La tricherie des tricheries
Il y a les adeptes de la «troisième voie» qui appellent à voter non le 10 janvier, parce qu’ils veulent une «autonomie constitutionnalisée»1
Pour que cette chimère qu’ils caressent ait une chance de devenir réalité, il faudrait qu’intervienne une réforme de la Constitution française, et pour que cette réforme ait force de loi, il faudrait, soit que la majorité des 65 millions de Français, lors d’un referendum national, approuve un tel projet, soit que le Congrès (députés et sénateurs réunis à Versailles) vote à la majorité absolue un nouvel article constitutionnalisant cette autonomie-là.
L’État français, embourbé dans un jacobinisme séculaire, ne sera pas avant longtemps disposé à ouvrir cette boite de Pandore d’où sortiraient les désirs d’autonomie de diverses régions «hexagonales.»
En conséquence, cette «troisième voie» apparaît pour ce qu’elle est: une manœuvre dilatoire, une demande que l’on sait irréalisable mais que l’on formule malgré tout, pour faire illusion et masquer le refus d’un changement véritable.
Le retour du chat en sac
De nouveau, la machine à semer peurs et mensonges fonctionne à plein régime : les colporteurs de l’article 73 réactivent le jeu du chat en sac en reprochant au gouvernement français d’organiser le vote du 10 janvier sans avoir présenté au préalable le contenu des compétences de la nouvelle Collectivité.

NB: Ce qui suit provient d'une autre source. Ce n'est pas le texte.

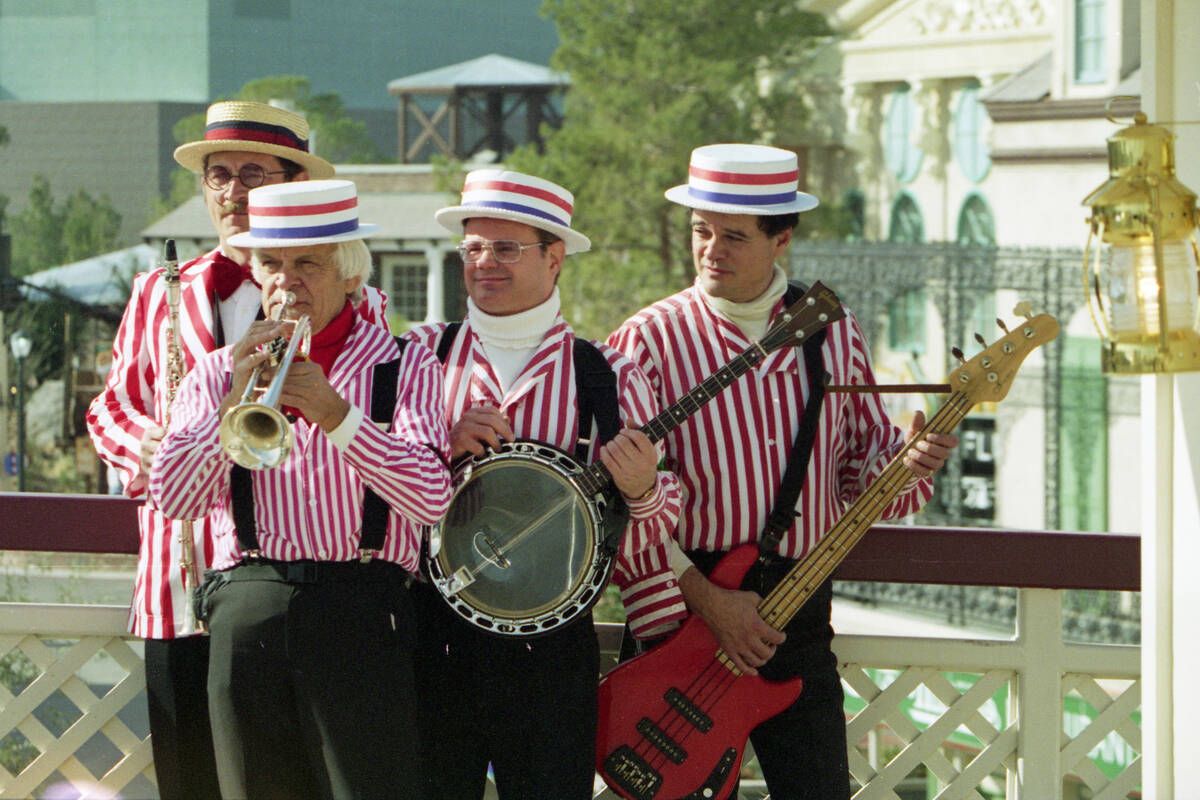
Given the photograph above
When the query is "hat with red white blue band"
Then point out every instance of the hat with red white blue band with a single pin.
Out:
(245, 126)
(303, 212)
(505, 194)
(743, 179)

Ils voudraient que ce gouvernement arrête un projet détaillé et qu’ensuite ledit projet soit soumis, lors d’une consultation, au peuple martiniquais.

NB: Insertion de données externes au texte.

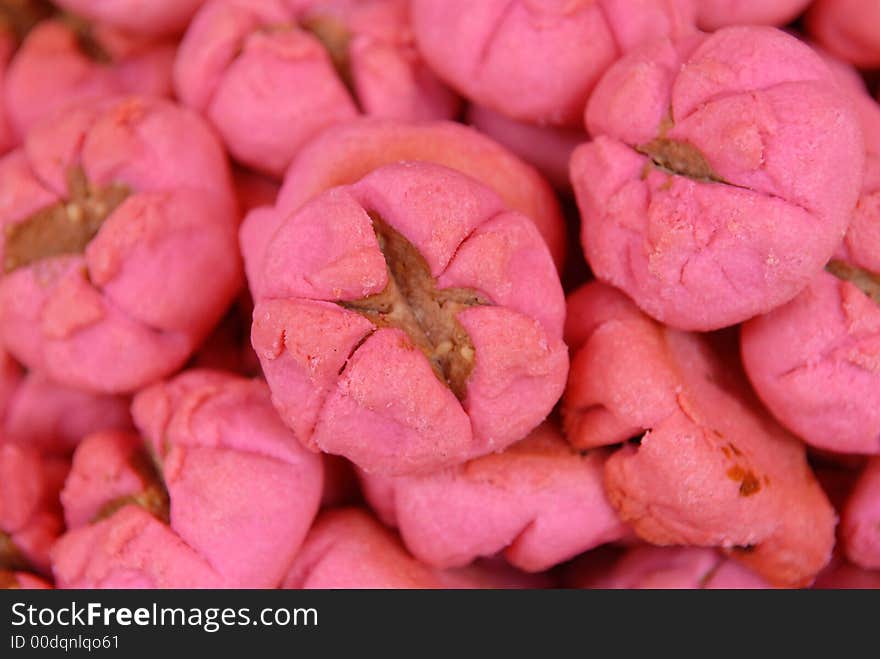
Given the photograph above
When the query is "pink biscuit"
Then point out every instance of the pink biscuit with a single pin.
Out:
(348, 371)
(30, 514)
(537, 60)
(714, 14)
(222, 495)
(270, 74)
(860, 523)
(53, 418)
(58, 65)
(539, 502)
(345, 153)
(722, 176)
(815, 361)
(151, 18)
(548, 148)
(347, 548)
(711, 468)
(848, 29)
(115, 310)
(7, 135)
(674, 567)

Mais ce parcours idéal n’est pas celui choisi par l’arbitre du jeu, en l’occurrence, le Président de la République française.2
Le Congrès des élus martiniquais, à une majorité substantielle, a adopté en 2008 et 2009 un projet de changement statutaire permettant à notre pays d’accéder à une autonomie relative. Le Président de la République française prenant acte de cette décision, soumet ce projet au vote des Martiniquais; une fois une approbation obtenue, entre d’une part les instances gouvernementales françaises et de l’autre les élus représentants du peuple martiniquais, se dérouleront des négociations pour doter la nouvelle Collectivité régie par l’article 74 d’une organisation particulière tenant compte des intérêts propres de cette Collectivité au sein de la République.3
Ne pas mettre la charrue devant les bœufs
Autre modèle de tricherie: les tenants d’une avancée (immobile) institutionnelle, qu’ils soient de droite, qu’ils se disent de gauche, accusent les partisans du changement statutaire de présenter au peuple martiniquais une boite vide.
Une fois encore, ces soixante treizistes font montre d’une mauvaise foi manifeste: volontairement ils confondent les trois étapes d’un processus.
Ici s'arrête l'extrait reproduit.